Dos principios sencillos me preocupan en torno a este modo de morir, o más exactamente de matar. Dar rienda suelta a este tipo de leyes es dar una vuelta de tuerca más al reduccionismo materialista que nos va contaminando. La persona vale, se lee entre líneas, por lo que produce. Y no por cualquier producto, sino sólo por sus frutos materiales (trabajo traducido en dinero). Y el día que no producimos, dejamos de valer, de importar. Sobramos, y además “gastamos” bienes de otros. Los ancianos, los enfermos, los discapacitados, son peso que no nos deja ascender hacia la sociedad perfecta. Si el hombre sólo fuera materia, un animal más que ni siente ni padece, la argumentación es impecable. Gastamos 60.000 marcos, decía Hitler, en estos seres improductivos. Las matemáticas nos dan la razón.

El problema viene de nuestra experiencia personal. Sabemos, y así lo sentimos, que somos algo más, que tenemos sed de ser amados y queremos, anhelamos, amar a alguien. Las ideologías materialistas insisten: si la ciencia no puede eliminar el sufrimiento, la opción será eliminar al sufridor. Pero incluso el sentido común nos recuerda que matar, aunque nos queramos convencer de que es por compasión, siempre es malo.

Y me surge un segundo interrogante: ¿qué otorga peso, estabilidad a la ley, para evitar caer en la absoluta arbitrariedad? Imaginemos un hospital fronterizo entre Holanda y Francia. En la habitación holandesa, un médico practica una eutanasia, y a continuación repite el “tratamiento” en la habitación francesa. ¿Qué debemos hacer? Lo que ha realizado en la primera habitación, le revierte una cantidad de euros, en compensación con su ejercicio profesional.

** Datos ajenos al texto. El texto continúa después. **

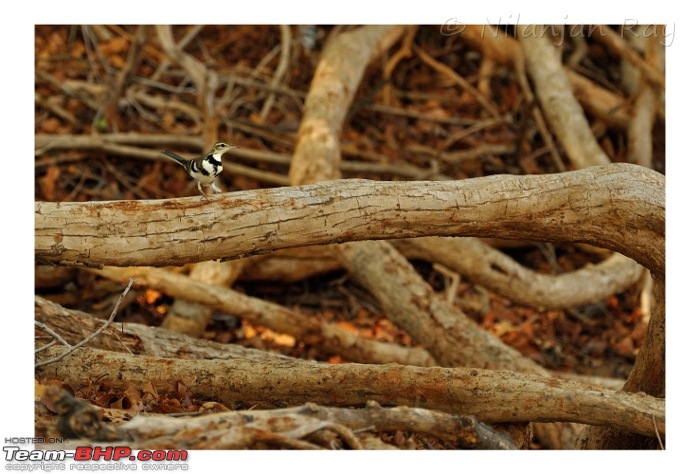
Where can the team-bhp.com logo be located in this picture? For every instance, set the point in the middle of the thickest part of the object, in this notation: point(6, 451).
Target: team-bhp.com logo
point(89, 453)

Y a la salida de la segunda habitación está la policía para llevarle ante la justicia. Otro ejemplo, igual de esquizofrénico: un paciente con tendencias depresivas quiere morir, suicidarse. Y en el hospital los médicos se lo impiden, entienden que deben evitar su muerte. Al lado, otro paciente, también con una enfermedad, quiere suicidarse; y como no puede, dejó por escrito que un médico le ayude a “morir con dignidad”, a suicidarse. Y el mismo médico, lo que niega al primer paciente, se lo concede al segundo.

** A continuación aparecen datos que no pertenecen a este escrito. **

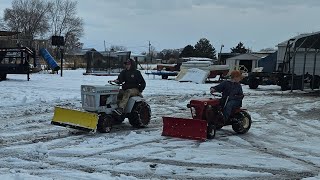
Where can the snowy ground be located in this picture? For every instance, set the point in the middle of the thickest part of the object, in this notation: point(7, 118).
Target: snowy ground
point(283, 142)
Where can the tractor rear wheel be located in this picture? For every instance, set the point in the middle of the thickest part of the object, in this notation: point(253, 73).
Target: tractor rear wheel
point(253, 83)
point(140, 115)
point(104, 123)
point(315, 84)
point(211, 131)
point(243, 123)
point(3, 77)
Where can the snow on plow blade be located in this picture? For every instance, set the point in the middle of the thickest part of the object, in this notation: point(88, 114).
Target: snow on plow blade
point(85, 121)
point(195, 129)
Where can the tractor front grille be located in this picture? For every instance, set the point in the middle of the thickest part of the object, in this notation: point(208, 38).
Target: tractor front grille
point(89, 101)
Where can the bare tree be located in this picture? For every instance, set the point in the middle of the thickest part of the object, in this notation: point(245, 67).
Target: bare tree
point(3, 25)
point(65, 22)
point(28, 17)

¿Quién tiene razón? ¿Por qué? ¿Simplemente por la opinión de un ciudadano más, que decide qué está bien y qué está mal? Si la ley se basa en la pura democracia como suma de votos, estamos en manos de la pura arbitrariedad del momento. La vida de cada persona es un bien, más allá de su situación física, económica o de salud. Si la vida de una persona no es digna de vivirse, ¿por qué es digna mi vida? ¿Quién decide qué vida es digna, y cuál no?